I arrive in Agra, tired, dazed. I find a hotel half a kilometer from the Taj Mahal. I visit the Taj Mahal. It is spectacular, and the sun is shining, but I am unfortunately unimpressed. It's not quite as big as I had imagined. And I can't stop thinking about how it was built as a testament to the king love for his wife. She died while giving labor to his 14th child. If really cared *that* much for her, maybe he should have considered giving the dangreous child-baring a rest!? She could have been around longer. All I could see was the Taj Mahal as a great (and very symmetrical, I might add) monument to some selfish, twisted version of "love," and it was just uninspiring. Did I mention it cost 750 rupees to get in? That's the foreigner price. Indian nationals pay a fraction of that to see the twisted love-monument.
This is yesterday. Yesterday it hit me. I came here thinking, "I've turned myself inside out so many times, nothing can rattle me any more." I had a realization this monring about half an hour ago, about my trip, about everything.
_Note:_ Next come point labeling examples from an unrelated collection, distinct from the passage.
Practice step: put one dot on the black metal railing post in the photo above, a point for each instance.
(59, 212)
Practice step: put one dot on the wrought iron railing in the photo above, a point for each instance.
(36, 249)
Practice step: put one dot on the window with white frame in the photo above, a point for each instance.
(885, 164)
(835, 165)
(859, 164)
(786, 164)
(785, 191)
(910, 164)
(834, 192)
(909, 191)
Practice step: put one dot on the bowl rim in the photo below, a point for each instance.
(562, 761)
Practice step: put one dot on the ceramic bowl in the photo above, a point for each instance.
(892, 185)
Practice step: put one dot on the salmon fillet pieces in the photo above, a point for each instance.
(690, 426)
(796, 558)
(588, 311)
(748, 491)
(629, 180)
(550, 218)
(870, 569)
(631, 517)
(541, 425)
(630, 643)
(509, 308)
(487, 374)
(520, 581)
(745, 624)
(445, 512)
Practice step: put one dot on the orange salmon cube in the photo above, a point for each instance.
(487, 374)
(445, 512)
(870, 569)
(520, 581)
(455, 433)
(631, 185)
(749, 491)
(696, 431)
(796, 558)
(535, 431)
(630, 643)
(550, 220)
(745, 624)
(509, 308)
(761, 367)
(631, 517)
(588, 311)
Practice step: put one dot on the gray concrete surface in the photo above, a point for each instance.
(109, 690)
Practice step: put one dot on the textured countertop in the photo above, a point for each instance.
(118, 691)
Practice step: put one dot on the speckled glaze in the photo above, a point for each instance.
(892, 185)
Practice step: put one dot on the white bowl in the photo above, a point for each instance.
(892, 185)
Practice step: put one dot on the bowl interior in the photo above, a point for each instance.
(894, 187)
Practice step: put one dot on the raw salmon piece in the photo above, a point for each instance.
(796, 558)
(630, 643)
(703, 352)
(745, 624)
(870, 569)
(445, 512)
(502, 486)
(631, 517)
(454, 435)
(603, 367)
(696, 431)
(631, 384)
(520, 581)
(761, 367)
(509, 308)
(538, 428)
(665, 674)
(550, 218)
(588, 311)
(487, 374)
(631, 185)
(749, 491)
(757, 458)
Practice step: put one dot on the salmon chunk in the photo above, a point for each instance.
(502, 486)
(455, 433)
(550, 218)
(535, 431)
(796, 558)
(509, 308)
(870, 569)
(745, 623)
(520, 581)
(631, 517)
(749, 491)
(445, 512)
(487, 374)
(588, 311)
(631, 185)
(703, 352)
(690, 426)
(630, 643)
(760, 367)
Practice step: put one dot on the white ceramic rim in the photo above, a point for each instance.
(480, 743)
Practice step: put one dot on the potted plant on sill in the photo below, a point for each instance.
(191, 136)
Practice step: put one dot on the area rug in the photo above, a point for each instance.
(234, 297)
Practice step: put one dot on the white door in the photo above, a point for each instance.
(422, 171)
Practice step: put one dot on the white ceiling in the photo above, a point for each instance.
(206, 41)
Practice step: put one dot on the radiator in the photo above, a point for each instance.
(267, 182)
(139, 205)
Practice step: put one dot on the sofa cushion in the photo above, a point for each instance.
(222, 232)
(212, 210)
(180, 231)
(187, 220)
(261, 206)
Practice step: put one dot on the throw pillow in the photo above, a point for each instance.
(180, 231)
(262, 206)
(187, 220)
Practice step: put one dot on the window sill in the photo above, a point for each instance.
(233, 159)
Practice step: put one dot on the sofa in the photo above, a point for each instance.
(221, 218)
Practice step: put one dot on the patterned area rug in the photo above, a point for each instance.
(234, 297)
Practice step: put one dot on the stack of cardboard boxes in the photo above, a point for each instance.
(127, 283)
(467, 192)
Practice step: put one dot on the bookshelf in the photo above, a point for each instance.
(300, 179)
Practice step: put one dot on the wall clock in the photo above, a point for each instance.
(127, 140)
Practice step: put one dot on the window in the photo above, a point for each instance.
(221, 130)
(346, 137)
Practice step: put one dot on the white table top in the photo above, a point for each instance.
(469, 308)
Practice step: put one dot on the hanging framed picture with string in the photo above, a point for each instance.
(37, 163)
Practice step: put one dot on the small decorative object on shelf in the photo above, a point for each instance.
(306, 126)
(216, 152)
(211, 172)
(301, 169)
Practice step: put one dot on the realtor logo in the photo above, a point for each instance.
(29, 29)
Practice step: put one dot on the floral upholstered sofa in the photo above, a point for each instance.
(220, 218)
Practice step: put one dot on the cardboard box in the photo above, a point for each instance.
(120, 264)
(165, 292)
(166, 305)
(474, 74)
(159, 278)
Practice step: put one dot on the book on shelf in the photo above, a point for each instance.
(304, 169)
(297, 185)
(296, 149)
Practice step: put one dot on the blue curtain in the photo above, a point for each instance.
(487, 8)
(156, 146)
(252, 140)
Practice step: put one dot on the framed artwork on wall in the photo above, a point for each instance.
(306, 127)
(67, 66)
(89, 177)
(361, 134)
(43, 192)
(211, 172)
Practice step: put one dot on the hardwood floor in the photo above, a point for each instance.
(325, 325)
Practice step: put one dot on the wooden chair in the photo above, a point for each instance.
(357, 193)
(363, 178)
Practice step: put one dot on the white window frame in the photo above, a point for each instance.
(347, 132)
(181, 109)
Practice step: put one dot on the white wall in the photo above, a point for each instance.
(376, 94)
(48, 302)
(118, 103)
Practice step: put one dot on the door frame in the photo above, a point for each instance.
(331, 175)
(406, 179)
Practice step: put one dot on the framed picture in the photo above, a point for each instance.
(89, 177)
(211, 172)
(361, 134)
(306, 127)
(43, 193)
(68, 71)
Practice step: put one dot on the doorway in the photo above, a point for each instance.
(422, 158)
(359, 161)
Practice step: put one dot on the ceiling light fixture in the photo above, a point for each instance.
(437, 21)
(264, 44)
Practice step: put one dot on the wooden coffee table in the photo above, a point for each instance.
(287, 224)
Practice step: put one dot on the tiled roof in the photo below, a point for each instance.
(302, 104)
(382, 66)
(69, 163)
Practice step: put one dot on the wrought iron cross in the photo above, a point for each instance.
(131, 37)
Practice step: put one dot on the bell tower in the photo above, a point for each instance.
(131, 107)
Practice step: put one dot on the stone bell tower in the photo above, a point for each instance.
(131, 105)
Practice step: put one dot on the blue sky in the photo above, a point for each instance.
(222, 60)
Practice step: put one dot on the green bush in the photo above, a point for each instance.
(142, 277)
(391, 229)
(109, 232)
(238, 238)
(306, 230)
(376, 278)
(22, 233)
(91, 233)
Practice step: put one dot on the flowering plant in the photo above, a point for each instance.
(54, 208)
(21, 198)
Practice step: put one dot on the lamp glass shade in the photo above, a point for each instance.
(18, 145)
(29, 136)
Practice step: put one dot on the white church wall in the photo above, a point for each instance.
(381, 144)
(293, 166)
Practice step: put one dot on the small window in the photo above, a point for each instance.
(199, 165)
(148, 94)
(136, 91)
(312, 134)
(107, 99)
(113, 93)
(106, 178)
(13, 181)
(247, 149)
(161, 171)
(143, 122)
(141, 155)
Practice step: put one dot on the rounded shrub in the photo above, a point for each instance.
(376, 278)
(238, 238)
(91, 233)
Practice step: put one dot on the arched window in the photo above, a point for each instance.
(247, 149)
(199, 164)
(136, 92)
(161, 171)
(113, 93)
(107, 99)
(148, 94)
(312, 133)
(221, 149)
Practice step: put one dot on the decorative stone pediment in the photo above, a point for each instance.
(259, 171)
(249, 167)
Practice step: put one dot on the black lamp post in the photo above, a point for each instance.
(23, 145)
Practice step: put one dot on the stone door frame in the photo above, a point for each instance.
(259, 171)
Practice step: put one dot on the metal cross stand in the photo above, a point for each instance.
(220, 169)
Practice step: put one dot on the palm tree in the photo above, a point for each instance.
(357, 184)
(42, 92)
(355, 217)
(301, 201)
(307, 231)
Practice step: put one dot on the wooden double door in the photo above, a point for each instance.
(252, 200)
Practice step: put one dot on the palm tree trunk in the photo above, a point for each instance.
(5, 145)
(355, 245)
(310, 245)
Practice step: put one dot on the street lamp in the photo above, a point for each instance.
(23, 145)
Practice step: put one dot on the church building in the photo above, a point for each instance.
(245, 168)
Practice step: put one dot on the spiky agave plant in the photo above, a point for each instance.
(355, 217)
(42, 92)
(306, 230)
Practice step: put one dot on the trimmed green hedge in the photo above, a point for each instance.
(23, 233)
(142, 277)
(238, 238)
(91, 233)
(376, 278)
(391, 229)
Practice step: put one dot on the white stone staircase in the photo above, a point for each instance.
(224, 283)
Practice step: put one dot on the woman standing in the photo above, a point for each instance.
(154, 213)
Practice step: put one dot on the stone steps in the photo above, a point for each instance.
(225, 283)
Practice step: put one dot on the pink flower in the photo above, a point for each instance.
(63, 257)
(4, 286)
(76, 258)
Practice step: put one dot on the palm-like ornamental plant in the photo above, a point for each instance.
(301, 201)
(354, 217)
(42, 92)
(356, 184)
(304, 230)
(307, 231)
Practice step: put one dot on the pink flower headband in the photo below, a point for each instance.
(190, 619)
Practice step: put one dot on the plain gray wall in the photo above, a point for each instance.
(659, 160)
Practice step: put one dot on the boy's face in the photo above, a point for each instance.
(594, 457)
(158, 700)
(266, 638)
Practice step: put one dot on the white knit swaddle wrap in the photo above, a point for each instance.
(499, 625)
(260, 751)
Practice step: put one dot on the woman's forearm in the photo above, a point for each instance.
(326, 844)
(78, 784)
Maybe even an ephiphany: I have now become totally overwhelmed here–the phones, the trains, the rickshaw drivers, the rain, the language barrier, the pestreing insects, the pestering men….. And then I was thinking, "Well, that sucks. I didn't figure it out. Sure, I've collected lots of wonderful pieces here, and I'll come home and put them together, and create a story that gives it meaning, as humans do." But truthfully, I'm kind of just sick of India at this moment. I fought the phone guy over 10 cents this morning after getting off the train. And realized how silly that is.
What I realized… is that India has touched me. Has stripped away a mask of politeness I wear much of the time and is now asking me to reach deeper and find what's underneath. Not the angry, reactive part necessarily, but that it's touched me in this way is a sign that this place has affected me deeply. And now…?
I'm off to Varanasi on the train tonight. The City of Light, the "Soul of India". Rested and ready for the last leg of my Indian adventure.